In [None]:
import math
import time
import string
import sys
import unidecode

import pandas as pd
import numpy as np
from collections import Counter
import nltk

import torch
import torch.nn as nn
import torch.nn.functional as F
import torch.autograd as autograd
from torch.utils.data import DataLoader, Dataset

from data import get_train_test_split, get_sentences

device = torch.device("cuda" if torch.cuda.is_available() else "cpu")

# Model

### Positional Encoding
On concatene à notre vecteur (qui represente une suite de caractère) un vecteur qui représente la position des caractères.

In [None]:
class PositionalEncoding(nn.Module):

    def __init__(self, d_model, dropout=0.1, max_len=5000):
        super(PositionalEncoding, self).__init__()
        self.dropout = nn.Dropout(p=dropout)

        pe = torch.zeros(max_len, d_model)
        position = torch.arange(0, max_len, dtype=torch.float).unsqueeze(1)
        div_term = torch.exp(torch.arange(0, d_model, 2).float() * (-math.log(10000.0) / d_model))
        pe[:, 0::2] = torch.sin(position * div_term)
        pe[:, 1::2] = torch.cos(position * div_term)
        pe = pe.unsqueeze(0).transpose(0, 1)
        self.register_buffer('pe', pe)

    def forward(self, x):
        x = x + self.pe[:x.size(0), :]
        return self.dropout(x)

### Model (Transformers)

Définition du Transformers au niveau des caractères.
Le modèle comprend:
- Position Encoder - pour créer le vecteur de représentation des caractères
- Encoder (Embeddings) - pour créer le vecteur de représentation de la chaine de caractères
- Encoder Layers - Transformers (plusieurs couches)
- Decoder - retourne un vecteur de représentation de la chaine de caractères prédite

In [None]:
class ANAIS(nn.Module):
    """Transformers based model"""
    
    def __init__(self, vocab_size, emb_dim, num_heads, hidden_size, num_layers, dropout=0.5):
        super(ANAIS, self).__init__()
        self.model_type = 'Transformer'
        self.pos_encoder = PositionalEncoding(emb_dim, dropout)
        encoder_layers = nn.TransformerEncoderLayer(emb_dim, num_heads, hidden_size, dropout)
        self.transformer_encoder = nn.TransformerEncoder(encoder_layers, num_layers)
        self.encoder = nn.Embedding(vocab_size, emb_dim)
        self.emb_dim = emb_dim
        self.decoder = nn.Linear(emb_dim, vocab_size)
        self.init_weights()

    def generate_square_subsequent_mask(self, sz):
        mask = (torch.triu(torch.ones(sz, sz)) == 1).transpose(0, 1)
        mask = mask.float().masked_fill(mask == 0, float('-inf')).masked_fill(mask == 1, float(0.0))
        return mask

    def init_weights(self):
        initrange = 0.1
        self.encoder.weight.data.uniform_(-initrange, initrange)
        self.decoder.bias.data.zero_()
        self.decoder.weight.data.uniform_(-initrange, initrange)

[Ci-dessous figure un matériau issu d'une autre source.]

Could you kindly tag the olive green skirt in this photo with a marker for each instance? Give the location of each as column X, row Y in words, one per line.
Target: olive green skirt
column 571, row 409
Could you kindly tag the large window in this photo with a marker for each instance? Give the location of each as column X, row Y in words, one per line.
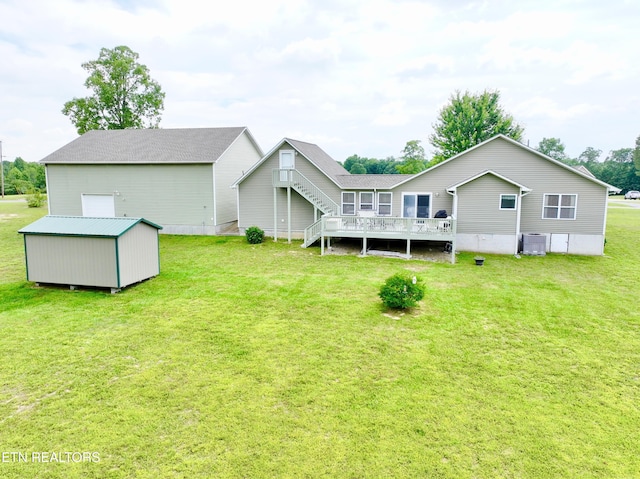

    def forward(self, src, src_mask):
        src = self.encoder(src) * math.sqrt(self.emb_dim)
        src = self.pos_encoder(src)
        output = self.transformer_encoder(src, src_mask)
        output = self.decoder(output)
        return output
    
    def train(self, dataset, num_epochs=1, lr=5.0):
        criterion = nn.CrossEntropyLoss()
        optimizer = torch.optim.SGD(self.parameters(), lr=lr)
        scheduler = torch.optim.lr_scheduler.StepLR(optimizer, 1.0, gamma=0.95)
        
        model.train() # Turn on the train mode
        total_loss = 0.
        start_time = time.time()
        src_mask = self.generate_square_subsequent_mask(bptt).to(device)
        
        for batch, i in enumerate(range(0, train_data.size(0) - 1, bptt)):
            data, targets = get_batch(train_data, i)
            optimizer.zero_grad()
            if data.size(0) != bptt:
                src_mask = model.generate_square_subsequent_mask(data.size(0)).to(device)
            
            output = self.forward(data, src_mask)
            loss = criterion(output.view(-1, ntokens), targets)
            loss.backward()
            torch.nn.utils.clip_grad_norm_(model.parameters(), 0.5)
            optimizer.step()

            total_loss += loss.item()
            log_interval = 200
            
            if batch % log_interval == 0 and batch > 0:
                cur_loss = total_loss / log_interval
                elapsed = time.time() - start_time
                print('| epoch {:3d} | {:5d}/{:5d} batches | '
                      'lr {:02.2f} | ms/batch {:5.2f} | '
                      'loss {:5.2f} | ppl {:8.2f}'.format(
                        epoch, batch, len(train_data) // bptt, scheduler.get_lr()[0],
                        elapsed * 1000 / log_interval,
                        cur_loss, math.exp(cur_loss)))
                total_loss = 0
                start_time = time.time()
                
    def evaluate(eval_model, data_source):
        self.eval() # Turn on the evaluation mode
        total_loss = 0.
        src_mask = self.generate_square_subsequent_mask(bptt).to(device)
        with torch.no_grad():
            for i in range(0, data_source.size(0) - 1, bptt):
                data, targets = get_batch(data_source, i)
                if data.size(0) != bptt:
                    src_mask = self.generate_square_subsequent_mask(data.size(0)).to(device)
                output = self.forward(data, src_mask)
                output_flat = output.view(-1, ntokens)
                total_loss += len(data) * criterion(output_flat, targets).item()
        return total_loss / (len(data_source) - 1)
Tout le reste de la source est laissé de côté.